Cloudkibo / KiboPush

0 stars 1 forks source link

Design a performance management system #6319

Open jekram opened 5 years ago

jekram commented 5 years ago

This is a Design task to implement performance management and dashboard.

Currently, we look into Digital Ocean it shows different usage graph for CPU, Memory, Bandwidth, I/O..... These are shown in the following way last 6 Hrs, 24 Hrs, 7 days and 30 Days.

So when we have high CPU utilization, we cannot correlate to the number of transactions we are processing.

We need to capture the following message count for:

Broadcast Broadcast API Poll Survey AutoPosting AutoPosting FB Post Invite using phone numbers.

We need to show in the graph the number of messages in: last 6 hrs last 24 hrs last 7 days last 30 days

The design should be extensible. However, in phase we need to only implement for:

Broadcast Broadcast API AutoPosting

With intervals of: last 6hrs last 24 hrs

In Phase 1 we do not need to keep the data for more than 24 hrs.

The design should include both the logic and UI (please keep it close to Digital Ocean).

The task intends to determine and correlate CPU or Memory usage with transactions.

The intent is not for historical trending like https://github.com/Cloudkibo/KiboPush/issues/6259

sojharo commented 5 years ago

I worked on this yesterday and have started creating a design document which is under construction. I also studied current KiboDash work that we have done to store summarised information of our operational dashboard. We would use that system to store summaries of performance.

https://docs.google.com/document/d/1xBLOGr7nRGhvEnKv4-2YM4WlMtZiKyW4ktNuZQE-akw/edit

sojharo commented 5 years ago

I have completed the design for this and listed the issues as welll

jekram commented 5 years ago

Here are the key areas of my feedback:

  1. We will collect a lot of transaction data for performance.

  2. Performance Data need to be collected on the Production System but should not be stored on the same server. It must be stored on a separate server. (call it reporting storage server).

  3. Performance reports should not access Production Servers where we are processing customers transactions.

  4. For reporting, we have two separate requirements. Reporting aggregate data and Reporting Performance Transaction Data. Both of these have two very different requirements. So we should not use the same technology.

  5. Performance data should be stored on a system which has high thruput. We know the data structure. The performance data has a transaction value initially for 1 day and later maybe for 7 days. We should look for SQL database and cashing.
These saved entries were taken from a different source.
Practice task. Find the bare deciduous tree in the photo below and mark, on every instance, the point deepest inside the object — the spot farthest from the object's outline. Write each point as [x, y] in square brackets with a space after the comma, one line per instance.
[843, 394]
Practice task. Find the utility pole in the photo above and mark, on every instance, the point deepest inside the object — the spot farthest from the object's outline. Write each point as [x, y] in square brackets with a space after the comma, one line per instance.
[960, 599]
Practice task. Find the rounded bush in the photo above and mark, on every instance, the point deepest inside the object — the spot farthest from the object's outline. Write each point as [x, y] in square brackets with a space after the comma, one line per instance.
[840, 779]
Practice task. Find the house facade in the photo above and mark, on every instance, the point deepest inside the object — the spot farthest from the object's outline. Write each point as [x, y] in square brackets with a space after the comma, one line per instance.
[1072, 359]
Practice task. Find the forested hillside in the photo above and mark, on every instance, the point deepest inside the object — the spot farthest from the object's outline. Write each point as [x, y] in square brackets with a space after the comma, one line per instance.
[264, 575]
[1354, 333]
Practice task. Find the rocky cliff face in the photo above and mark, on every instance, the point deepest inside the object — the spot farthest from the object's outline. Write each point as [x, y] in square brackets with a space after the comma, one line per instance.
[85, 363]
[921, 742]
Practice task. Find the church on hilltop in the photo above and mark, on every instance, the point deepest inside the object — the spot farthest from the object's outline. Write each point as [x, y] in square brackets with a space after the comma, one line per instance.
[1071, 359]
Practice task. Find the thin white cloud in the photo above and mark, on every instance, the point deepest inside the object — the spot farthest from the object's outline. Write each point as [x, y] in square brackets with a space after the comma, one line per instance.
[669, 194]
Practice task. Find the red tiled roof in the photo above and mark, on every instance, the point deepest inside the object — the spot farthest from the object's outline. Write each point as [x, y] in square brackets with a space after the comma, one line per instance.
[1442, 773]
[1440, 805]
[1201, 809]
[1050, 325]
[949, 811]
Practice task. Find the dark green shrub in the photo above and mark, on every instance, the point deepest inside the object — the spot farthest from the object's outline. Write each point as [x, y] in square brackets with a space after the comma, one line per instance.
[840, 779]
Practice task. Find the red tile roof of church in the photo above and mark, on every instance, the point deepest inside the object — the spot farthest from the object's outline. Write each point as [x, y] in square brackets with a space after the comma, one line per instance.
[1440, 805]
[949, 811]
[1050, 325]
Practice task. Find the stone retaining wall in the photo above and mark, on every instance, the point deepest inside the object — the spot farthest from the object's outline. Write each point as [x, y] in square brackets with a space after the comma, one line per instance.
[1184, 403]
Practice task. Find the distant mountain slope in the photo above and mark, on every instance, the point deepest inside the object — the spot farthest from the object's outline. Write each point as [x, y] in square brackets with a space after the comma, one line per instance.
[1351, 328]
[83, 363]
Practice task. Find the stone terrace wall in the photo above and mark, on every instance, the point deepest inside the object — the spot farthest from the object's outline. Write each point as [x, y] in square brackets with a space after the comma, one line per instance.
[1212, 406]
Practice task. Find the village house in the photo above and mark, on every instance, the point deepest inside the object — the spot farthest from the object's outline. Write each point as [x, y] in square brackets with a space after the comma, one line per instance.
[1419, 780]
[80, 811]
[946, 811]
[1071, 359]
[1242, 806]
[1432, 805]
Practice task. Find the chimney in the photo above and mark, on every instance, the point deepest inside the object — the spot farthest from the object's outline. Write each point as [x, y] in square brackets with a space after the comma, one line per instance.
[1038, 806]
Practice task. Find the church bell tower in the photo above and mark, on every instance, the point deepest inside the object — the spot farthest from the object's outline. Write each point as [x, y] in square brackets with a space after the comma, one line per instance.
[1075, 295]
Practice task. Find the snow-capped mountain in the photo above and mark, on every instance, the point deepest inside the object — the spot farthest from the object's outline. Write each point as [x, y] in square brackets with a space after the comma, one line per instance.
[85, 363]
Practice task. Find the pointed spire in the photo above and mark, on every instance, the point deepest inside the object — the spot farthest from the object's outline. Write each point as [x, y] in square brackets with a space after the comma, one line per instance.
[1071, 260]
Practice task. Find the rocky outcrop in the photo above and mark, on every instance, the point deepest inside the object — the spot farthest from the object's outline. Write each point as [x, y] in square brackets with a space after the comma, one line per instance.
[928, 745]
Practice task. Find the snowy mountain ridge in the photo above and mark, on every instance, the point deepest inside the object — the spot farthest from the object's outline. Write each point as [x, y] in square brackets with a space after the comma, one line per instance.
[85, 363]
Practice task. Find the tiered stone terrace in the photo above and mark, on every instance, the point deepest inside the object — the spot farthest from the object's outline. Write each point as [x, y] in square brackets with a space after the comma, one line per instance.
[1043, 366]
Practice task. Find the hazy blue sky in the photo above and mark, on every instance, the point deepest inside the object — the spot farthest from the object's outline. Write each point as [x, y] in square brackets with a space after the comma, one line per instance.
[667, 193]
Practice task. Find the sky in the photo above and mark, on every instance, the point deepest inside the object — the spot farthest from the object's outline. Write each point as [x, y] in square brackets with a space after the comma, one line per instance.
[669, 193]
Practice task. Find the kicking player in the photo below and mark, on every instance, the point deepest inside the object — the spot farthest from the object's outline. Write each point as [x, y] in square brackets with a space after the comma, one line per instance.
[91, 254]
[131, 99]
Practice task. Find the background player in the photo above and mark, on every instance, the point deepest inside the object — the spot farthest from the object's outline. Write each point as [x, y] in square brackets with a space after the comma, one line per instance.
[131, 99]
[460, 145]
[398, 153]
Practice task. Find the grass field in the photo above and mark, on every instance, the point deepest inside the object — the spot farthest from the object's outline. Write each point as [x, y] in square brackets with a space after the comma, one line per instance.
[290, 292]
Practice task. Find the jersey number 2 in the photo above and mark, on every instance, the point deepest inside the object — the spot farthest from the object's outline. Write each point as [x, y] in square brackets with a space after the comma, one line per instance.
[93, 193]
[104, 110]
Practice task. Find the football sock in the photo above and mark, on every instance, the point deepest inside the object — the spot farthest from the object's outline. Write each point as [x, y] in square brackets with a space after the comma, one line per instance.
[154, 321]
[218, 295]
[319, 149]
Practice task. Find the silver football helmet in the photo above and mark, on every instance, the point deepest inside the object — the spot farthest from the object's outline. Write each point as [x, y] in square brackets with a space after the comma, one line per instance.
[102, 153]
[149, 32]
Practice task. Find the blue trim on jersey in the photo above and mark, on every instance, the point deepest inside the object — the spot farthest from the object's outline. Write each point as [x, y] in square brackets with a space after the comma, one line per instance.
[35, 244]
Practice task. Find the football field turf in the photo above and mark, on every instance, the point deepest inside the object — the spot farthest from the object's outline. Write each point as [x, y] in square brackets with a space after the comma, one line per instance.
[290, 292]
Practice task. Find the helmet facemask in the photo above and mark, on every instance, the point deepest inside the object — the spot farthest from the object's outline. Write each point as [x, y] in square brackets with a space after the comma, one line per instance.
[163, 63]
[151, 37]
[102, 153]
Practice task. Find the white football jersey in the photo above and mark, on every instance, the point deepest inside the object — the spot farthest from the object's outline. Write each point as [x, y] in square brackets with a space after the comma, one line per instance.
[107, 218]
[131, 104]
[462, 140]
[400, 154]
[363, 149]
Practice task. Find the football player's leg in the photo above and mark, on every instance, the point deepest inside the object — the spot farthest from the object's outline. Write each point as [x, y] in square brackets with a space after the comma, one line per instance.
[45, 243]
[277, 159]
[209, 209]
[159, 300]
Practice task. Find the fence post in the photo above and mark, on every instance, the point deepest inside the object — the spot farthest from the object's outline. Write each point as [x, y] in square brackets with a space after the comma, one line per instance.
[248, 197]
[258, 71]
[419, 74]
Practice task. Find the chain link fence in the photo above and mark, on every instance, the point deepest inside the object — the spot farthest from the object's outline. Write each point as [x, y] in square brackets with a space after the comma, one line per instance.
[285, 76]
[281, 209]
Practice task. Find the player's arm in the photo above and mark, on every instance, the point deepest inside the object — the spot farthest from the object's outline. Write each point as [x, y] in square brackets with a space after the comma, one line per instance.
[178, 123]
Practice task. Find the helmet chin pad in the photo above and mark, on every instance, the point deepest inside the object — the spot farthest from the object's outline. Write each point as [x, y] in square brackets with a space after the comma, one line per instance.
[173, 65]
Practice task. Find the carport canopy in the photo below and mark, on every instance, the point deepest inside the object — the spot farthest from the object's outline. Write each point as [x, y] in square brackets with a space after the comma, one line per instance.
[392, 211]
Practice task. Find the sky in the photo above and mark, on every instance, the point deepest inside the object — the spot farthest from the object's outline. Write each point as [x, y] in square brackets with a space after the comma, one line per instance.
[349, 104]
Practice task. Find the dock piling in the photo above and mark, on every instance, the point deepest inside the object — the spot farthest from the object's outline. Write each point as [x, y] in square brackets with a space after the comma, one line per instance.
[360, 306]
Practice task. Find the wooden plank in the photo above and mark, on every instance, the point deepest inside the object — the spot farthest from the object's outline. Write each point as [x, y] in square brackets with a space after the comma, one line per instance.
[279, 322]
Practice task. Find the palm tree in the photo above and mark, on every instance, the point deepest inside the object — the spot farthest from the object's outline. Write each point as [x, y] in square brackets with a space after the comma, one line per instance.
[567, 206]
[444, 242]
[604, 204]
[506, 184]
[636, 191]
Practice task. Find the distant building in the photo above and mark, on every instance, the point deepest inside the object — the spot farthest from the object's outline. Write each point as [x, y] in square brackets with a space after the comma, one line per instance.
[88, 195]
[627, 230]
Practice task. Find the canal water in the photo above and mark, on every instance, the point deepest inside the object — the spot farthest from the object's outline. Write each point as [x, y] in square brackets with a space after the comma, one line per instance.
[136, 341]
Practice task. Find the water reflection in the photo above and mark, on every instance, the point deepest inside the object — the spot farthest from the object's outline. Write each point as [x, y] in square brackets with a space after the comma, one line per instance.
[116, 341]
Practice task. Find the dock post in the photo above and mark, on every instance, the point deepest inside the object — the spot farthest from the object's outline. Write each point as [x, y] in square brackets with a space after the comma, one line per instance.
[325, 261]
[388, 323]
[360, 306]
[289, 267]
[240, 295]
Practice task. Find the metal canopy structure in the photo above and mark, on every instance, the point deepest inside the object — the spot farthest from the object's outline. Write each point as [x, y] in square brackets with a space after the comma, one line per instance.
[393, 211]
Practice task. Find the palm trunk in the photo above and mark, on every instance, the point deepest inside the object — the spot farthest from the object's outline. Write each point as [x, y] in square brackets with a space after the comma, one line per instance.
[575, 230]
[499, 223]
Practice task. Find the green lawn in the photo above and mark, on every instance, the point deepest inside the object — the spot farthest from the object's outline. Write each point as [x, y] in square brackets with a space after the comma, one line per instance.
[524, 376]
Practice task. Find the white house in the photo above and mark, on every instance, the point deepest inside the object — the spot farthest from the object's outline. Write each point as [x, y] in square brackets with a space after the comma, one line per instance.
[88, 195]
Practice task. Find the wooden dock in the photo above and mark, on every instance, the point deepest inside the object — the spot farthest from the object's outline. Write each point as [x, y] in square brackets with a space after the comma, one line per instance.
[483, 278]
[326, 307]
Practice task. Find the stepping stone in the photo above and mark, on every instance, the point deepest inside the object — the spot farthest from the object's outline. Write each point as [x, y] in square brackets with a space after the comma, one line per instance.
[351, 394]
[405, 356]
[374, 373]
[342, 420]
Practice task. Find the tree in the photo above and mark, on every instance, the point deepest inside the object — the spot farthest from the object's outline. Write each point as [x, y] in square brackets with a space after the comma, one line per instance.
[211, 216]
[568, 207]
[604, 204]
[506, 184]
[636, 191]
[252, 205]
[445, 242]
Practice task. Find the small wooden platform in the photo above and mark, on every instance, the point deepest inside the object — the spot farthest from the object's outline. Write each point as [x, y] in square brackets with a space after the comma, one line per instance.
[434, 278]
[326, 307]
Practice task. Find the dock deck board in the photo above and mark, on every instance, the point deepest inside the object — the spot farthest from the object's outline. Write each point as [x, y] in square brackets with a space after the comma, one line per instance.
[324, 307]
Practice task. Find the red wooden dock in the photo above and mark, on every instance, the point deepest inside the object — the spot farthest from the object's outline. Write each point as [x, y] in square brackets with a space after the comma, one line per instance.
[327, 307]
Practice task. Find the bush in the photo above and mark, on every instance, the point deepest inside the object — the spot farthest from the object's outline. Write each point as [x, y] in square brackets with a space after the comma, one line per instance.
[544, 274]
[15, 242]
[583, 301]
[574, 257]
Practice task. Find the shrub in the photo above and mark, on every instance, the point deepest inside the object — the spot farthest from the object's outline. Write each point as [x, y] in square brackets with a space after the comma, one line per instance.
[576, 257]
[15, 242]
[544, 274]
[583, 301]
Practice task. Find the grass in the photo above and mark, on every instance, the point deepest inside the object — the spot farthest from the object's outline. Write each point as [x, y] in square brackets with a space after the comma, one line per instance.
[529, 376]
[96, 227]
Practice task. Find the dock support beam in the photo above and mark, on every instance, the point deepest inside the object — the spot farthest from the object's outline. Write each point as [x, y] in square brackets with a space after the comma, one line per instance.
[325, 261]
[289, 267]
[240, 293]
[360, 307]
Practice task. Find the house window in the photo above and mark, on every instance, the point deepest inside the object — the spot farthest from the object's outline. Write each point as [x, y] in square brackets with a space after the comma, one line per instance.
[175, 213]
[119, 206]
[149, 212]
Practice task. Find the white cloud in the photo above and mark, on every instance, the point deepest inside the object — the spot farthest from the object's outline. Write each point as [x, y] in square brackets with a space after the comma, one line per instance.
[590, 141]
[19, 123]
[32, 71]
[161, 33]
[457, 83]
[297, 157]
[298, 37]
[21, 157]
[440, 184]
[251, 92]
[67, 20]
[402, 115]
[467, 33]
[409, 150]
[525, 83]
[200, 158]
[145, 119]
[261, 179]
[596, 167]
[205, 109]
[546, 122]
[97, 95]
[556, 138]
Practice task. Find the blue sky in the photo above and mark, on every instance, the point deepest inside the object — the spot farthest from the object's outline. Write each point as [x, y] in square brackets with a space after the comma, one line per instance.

We should think about high thruput system.

  6. If we need to get a separate server that would be ok.

  7. More then likely we should keep aggregate and performance data separate.

  8. Instead of writing out own UI we should look for outside libraries to do the work.

sojharo commented 5 years ago

Yesterday, I thought more and investigated further for this issue. I have also looked into couple of open source dashboard tools so that we should not write our own UI.

Performance Data need to be collected on the Production System but should not be stored on the same server. It must be stored on a separate server. (call it reporting storage server).

This gives the complete use case of ETL solution where we extract data from production system, then transform it and load in our reporting server. The open source dashboard solutions that I have looked into provide out of the box such solutions.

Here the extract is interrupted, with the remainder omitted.